Updating the lens after 5 years? That would be quick. Is having a superior 800mm lens that important to Canon?


----------



## vlim (Sep 3, 2013)

I just hope this is not the " big lens " announcement we were talking about last week... i would prefer a " big " lens announcement like a new 100-400 or new 400...


----------



## viggen61 (Sep 3, 2013)

Ellen Schmidtee said:


> Updating the lens after 5 years? That would be quick. Is having a superior 800mm lens that important to Canon?


+1

I'm sure having the best 800 is important to a lot of folks, but I dare say a lot more folks would rather see improvements to some of the more affordable white lenses, like the 300 f/4, 400 f/5.6, 100-400, and maybe give us a non-DO 400 f/4 for the masses...


----------



## RVB (Sep 3, 2013)

I had this lens for 4years,I sold it to buy the new Nikon 800,the Nikon is far better than the Canon so i think any Canon user in the Market for an 800 will be glad to see this update,If it had been released already I probably would have bought it as I prefer the EF mount to the F mount..


----------



## Gadger (Sep 3, 2013)

viggen61 said:


> Ellen Schmidtee said:
> 
> 
> > Updating the lens after 5 years? That would be quick. Is having a superior 800mm lens that important to Canon?
> ...



I Agree  too


----------



## CTJohn (Sep 3, 2013)

Yippee! Time to break the piggy bank.


----------



## dstppy (Sep 3, 2013)

Yes, yes they CAN sell it at a higher price.

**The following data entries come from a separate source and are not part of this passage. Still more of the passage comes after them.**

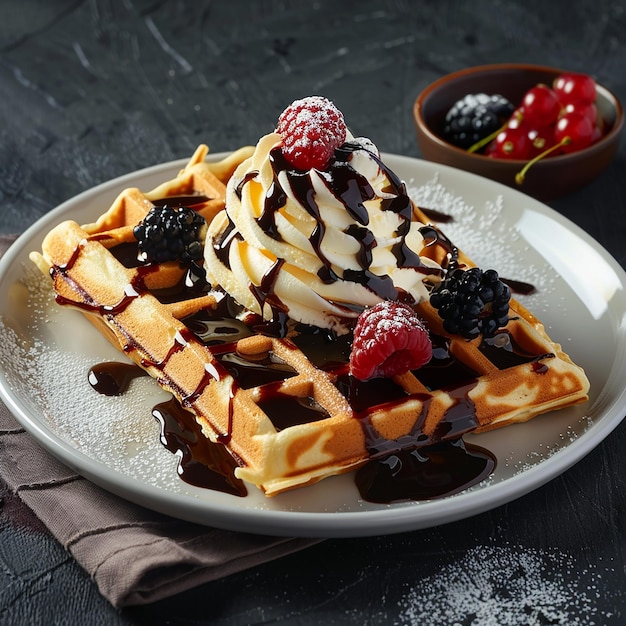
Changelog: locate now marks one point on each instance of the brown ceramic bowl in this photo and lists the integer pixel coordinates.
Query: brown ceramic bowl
(549, 178)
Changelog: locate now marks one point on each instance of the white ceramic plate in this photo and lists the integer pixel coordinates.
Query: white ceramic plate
(46, 351)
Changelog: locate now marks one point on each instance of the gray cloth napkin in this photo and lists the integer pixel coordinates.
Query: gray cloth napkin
(135, 556)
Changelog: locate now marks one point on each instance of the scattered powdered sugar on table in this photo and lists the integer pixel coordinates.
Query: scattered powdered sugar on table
(507, 586)
(52, 381)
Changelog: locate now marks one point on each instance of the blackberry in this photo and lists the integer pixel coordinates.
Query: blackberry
(475, 117)
(170, 234)
(471, 302)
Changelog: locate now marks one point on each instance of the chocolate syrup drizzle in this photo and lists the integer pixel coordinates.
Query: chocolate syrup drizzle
(351, 189)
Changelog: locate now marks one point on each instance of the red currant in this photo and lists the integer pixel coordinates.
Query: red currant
(540, 106)
(574, 132)
(588, 110)
(575, 89)
(541, 139)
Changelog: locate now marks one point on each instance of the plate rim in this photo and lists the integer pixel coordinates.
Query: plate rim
(388, 520)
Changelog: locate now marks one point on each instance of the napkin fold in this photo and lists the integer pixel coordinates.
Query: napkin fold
(134, 555)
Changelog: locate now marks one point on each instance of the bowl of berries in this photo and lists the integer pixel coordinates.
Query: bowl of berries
(542, 130)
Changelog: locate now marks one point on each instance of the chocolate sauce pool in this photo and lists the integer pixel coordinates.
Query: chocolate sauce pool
(412, 468)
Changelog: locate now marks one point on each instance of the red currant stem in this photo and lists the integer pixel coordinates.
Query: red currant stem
(519, 177)
(489, 138)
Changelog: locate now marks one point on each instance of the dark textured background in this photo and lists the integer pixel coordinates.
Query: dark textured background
(90, 90)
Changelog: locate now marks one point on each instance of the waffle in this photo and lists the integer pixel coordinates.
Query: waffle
(309, 419)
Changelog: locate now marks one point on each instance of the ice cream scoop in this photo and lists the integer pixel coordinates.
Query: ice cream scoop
(320, 244)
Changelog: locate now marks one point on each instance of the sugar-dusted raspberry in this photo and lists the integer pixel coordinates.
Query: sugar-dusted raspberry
(311, 130)
(389, 339)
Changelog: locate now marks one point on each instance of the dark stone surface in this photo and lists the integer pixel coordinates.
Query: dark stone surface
(93, 90)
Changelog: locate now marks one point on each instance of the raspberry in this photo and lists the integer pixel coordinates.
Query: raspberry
(389, 339)
(170, 234)
(311, 130)
(471, 302)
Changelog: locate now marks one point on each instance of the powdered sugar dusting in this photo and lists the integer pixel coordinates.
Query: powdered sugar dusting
(508, 586)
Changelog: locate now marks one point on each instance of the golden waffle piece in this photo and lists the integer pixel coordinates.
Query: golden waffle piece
(312, 419)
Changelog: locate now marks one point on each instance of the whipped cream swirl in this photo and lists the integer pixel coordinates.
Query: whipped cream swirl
(317, 246)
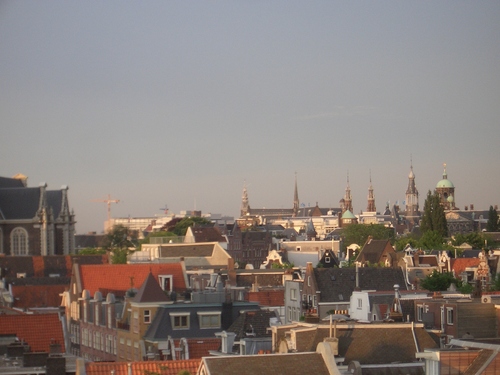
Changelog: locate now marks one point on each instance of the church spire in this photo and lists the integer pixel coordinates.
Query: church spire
(295, 199)
(411, 194)
(245, 207)
(371, 197)
(347, 197)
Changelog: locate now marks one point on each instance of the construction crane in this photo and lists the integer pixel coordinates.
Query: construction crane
(108, 202)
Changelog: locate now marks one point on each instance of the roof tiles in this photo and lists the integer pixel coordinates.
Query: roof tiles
(143, 367)
(121, 277)
(38, 330)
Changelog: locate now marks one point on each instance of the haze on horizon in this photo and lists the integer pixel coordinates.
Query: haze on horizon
(182, 103)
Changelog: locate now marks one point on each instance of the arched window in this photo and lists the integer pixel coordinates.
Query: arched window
(19, 241)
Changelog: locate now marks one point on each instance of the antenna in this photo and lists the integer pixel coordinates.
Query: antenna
(108, 202)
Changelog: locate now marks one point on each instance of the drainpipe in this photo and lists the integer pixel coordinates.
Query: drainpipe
(414, 336)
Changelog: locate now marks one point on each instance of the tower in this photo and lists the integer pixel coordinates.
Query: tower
(446, 191)
(347, 197)
(411, 195)
(245, 207)
(371, 198)
(295, 199)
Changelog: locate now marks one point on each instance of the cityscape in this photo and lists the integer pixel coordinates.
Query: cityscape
(239, 188)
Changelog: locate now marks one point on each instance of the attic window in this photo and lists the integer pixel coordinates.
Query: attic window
(166, 282)
(209, 319)
(180, 320)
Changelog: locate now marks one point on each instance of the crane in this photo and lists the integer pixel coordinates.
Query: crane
(108, 202)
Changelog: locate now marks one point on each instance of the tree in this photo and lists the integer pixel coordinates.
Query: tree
(433, 218)
(120, 237)
(358, 233)
(475, 239)
(437, 281)
(118, 241)
(91, 251)
(492, 225)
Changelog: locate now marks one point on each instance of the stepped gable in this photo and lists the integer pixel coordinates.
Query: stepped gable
(337, 284)
(37, 330)
(118, 278)
(19, 204)
(150, 291)
(6, 182)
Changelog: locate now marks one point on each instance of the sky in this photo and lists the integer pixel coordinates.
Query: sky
(183, 103)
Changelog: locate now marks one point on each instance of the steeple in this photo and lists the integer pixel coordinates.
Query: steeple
(411, 194)
(295, 199)
(371, 197)
(245, 207)
(347, 197)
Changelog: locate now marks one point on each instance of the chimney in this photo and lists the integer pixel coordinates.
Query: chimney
(231, 272)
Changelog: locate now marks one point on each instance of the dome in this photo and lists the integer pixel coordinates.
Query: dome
(444, 183)
(348, 215)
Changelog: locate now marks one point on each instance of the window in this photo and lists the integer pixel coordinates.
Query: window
(449, 316)
(19, 241)
(147, 316)
(85, 337)
(180, 320)
(209, 319)
(97, 314)
(166, 282)
(420, 312)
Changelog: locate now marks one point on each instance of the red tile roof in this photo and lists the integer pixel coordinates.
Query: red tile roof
(458, 265)
(37, 295)
(159, 367)
(38, 330)
(121, 277)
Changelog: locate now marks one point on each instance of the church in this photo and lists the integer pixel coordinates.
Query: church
(34, 220)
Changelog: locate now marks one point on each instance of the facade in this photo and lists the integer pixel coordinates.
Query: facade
(34, 220)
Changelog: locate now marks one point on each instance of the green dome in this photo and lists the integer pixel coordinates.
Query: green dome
(445, 183)
(348, 215)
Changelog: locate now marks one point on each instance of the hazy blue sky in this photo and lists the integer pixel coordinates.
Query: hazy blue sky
(181, 102)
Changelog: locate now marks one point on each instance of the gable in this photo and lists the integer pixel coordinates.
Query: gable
(118, 278)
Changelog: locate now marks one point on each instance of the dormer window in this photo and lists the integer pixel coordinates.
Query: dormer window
(179, 320)
(166, 282)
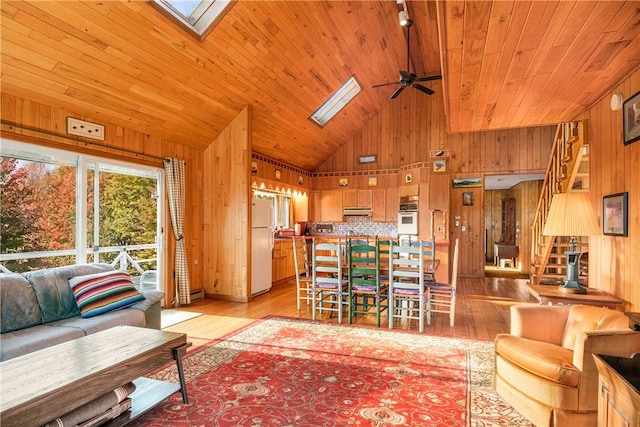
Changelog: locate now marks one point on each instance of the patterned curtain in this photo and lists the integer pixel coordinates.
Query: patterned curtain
(174, 169)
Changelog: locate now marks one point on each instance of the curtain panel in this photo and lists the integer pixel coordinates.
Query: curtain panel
(174, 169)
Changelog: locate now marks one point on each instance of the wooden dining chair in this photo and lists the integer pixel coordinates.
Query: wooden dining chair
(329, 290)
(366, 292)
(407, 293)
(442, 296)
(303, 270)
(429, 252)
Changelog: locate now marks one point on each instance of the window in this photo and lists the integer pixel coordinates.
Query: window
(281, 208)
(336, 102)
(197, 16)
(61, 208)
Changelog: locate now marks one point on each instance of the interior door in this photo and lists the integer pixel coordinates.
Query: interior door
(467, 224)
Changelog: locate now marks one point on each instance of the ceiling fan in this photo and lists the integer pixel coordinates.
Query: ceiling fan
(407, 78)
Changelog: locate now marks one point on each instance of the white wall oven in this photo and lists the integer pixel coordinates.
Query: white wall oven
(408, 216)
(408, 223)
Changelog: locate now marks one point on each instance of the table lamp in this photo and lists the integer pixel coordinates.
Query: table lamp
(571, 215)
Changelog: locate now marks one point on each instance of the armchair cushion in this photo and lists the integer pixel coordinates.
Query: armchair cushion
(544, 368)
(104, 292)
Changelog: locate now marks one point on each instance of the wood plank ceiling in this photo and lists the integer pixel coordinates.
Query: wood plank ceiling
(505, 64)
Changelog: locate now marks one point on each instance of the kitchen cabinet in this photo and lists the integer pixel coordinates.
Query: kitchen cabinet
(439, 186)
(282, 262)
(379, 205)
(300, 208)
(618, 397)
(314, 206)
(331, 206)
(392, 205)
(365, 198)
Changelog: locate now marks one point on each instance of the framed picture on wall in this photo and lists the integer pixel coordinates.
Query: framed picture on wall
(614, 214)
(631, 119)
(440, 165)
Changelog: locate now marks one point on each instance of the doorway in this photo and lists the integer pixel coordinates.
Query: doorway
(510, 205)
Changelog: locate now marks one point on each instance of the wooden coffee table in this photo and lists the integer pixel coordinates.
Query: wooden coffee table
(546, 294)
(41, 386)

I think this qualifies as the BIG lens announcement. They get bigger, but at CR2, I doubt we'll be hearing about something else.


----------



## RGF (Sep 3, 2013)

RVB said:


> I had this lens for 4years,I sold it to buy the new Nikon 800,the Nikon is far better than the Canon so i think any Canon user in the Market for an 800 will be glad to see this update,If it had been released already I probably would have bought it as I prefer the EF mount to the F mount..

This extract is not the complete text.